As to the rear main seal, you did not mention how often you need to add oil. If you only have to add…let’s say…1/2 a qt. every 1,000 miles, then you might want to just keep monitoring the oil level at each fill-up and adding oil as needed. But–How much oil do you have to add, and how often??
P.S.–I would suggest that you read the thread titled, “When did your timing belt break?”
Ok, ok, good info. Since the last oil change (just before Thanksgiving) I haven’t had to add any oil. The car is running well but there’s that burning oil smell when we have the vent open and you can see a bit of smoke after driving it for a while. Do you think $1221 is a good price for all the work that’s needed? I know there are no absolute answers to that question but I thought I could find out if it’s way, way out of line.
VDCDriver, thanks for the reply and I will read that thread.
Andre
These engines are notorious for valve cover leaks (and the oil drips onto the hot exhaust manifolds), and those are on the list of repairs your mechanic recommends. Personally, I would get all the work done except for the rear seal and see how your oil use is then.
I would find where your oil is leaking onto the exhaust and make some kind of deflector sheid so your oil doesn’t fall onto your exhaust. Another thought to is what kind of fire hazard are you going to have to have all that oil spread underneath your car!
hmmmm, I crawled up under the car yesterday to look at the valve covers again. There’s some oil seeping from them but not much and the manifolds are clean. The leaking oil is coming mainly from the back of the engine and blowing back on the tranny and exhaust from there (specifically the junction where the exhaust manifolds come together underneath the transmission. I was thinking of having the valve cover gaskets replaced and getting the engine cleaned and then seeing what’s up but the prices quoted for that were pretty steep anyway ($220 & $280 respectively.)

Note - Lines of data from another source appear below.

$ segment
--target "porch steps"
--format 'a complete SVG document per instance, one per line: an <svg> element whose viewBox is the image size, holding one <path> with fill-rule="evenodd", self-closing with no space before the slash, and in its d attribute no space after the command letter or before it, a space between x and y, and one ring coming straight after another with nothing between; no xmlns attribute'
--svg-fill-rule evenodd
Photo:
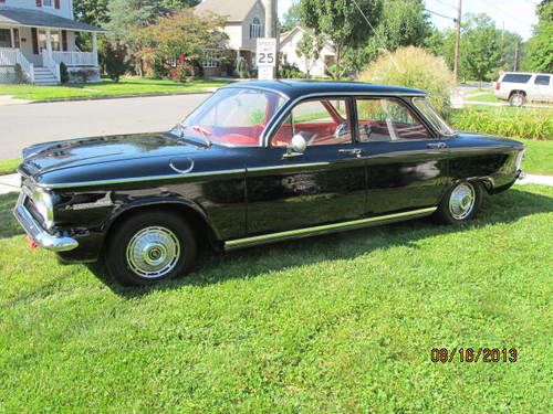
<svg viewBox="0 0 553 414"><path fill-rule="evenodd" d="M46 67L34 67L34 84L39 86L55 86L58 79Z"/></svg>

Still haven’t heard any thoughts on price of work??
I agree that checking the real oil use before pulling engine. You can buy alot of oil for $700!! The cam seals could be leaking and oil running to rear making it look like rear main. power wash it and check it out after a few trips. Cam leaks are more common than rear mains in MHO. Is this mechanic familar with Subbie’s?? I live in Mts and there is Subaru also at every other house down the block! Labor for timing belt and pump is good (takes me longer) I’m not sure you need to pull engine. Haynes manual suggest pulling tranny for the seal and clutch, lot less connections etc. A fully equiped garage has equipment to drop tranny with stands etc rather than what I do on my back in driveway.
This should be the first thing checked when you have an engine leaking oil from any seals. Cheap and easy.

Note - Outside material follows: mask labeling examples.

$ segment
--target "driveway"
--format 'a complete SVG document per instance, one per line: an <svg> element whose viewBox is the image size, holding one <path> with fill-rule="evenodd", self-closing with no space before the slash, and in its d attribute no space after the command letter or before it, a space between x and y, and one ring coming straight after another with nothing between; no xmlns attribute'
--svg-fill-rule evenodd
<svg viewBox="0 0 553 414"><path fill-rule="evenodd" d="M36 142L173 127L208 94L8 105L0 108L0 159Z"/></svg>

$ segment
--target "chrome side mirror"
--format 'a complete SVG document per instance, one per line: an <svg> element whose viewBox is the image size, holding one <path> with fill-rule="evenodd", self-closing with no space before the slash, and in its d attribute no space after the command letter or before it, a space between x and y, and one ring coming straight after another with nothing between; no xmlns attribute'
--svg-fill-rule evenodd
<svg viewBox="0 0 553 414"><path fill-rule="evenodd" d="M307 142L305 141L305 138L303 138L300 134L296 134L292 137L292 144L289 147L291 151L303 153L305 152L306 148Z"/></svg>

http://www.partsamerica.com/ProductDetail.aspx?MfrCode=PUR&MfrPartNumber=PV1019&PartType=5&PTSet=A
Watch this video for the easiest repair. Just slam a new seal right over the old one.
Youtube Link
For crying out loud. Did you not see that this is an eight year old thread?
There ought to be a law . . . !
Reviving an 8-year old thread is outright insanity
Nice catch, Volvo.
I emplore the forum geeks, good people that they are, please consider having a “first posted” date visible by each subject heading. It would save a lot of wasted time answering years-old threads. Please please please please pretty please??
While we’re deploying the pretty pleases, @VOLVO_V70, could you kindly ease up on the people popping up to post who are either new, or not so regular?
Also, @the_same_mountainbik, I’ve attached a screenshot. The originally-posted date is visible – check out the red circle.
It’s faint, and it took me some adjusting…but it does tell you the thread’s life in brief.The date stamp appears on my screen, I don’t know why you three keep bumping old threads to the top.
I reported this as a bug. The sorting of the recent threads gets messed up every now an then. I saw a list this morning and the 4th most recent post was 2 years old. I then refreshed screen and sort order was good again.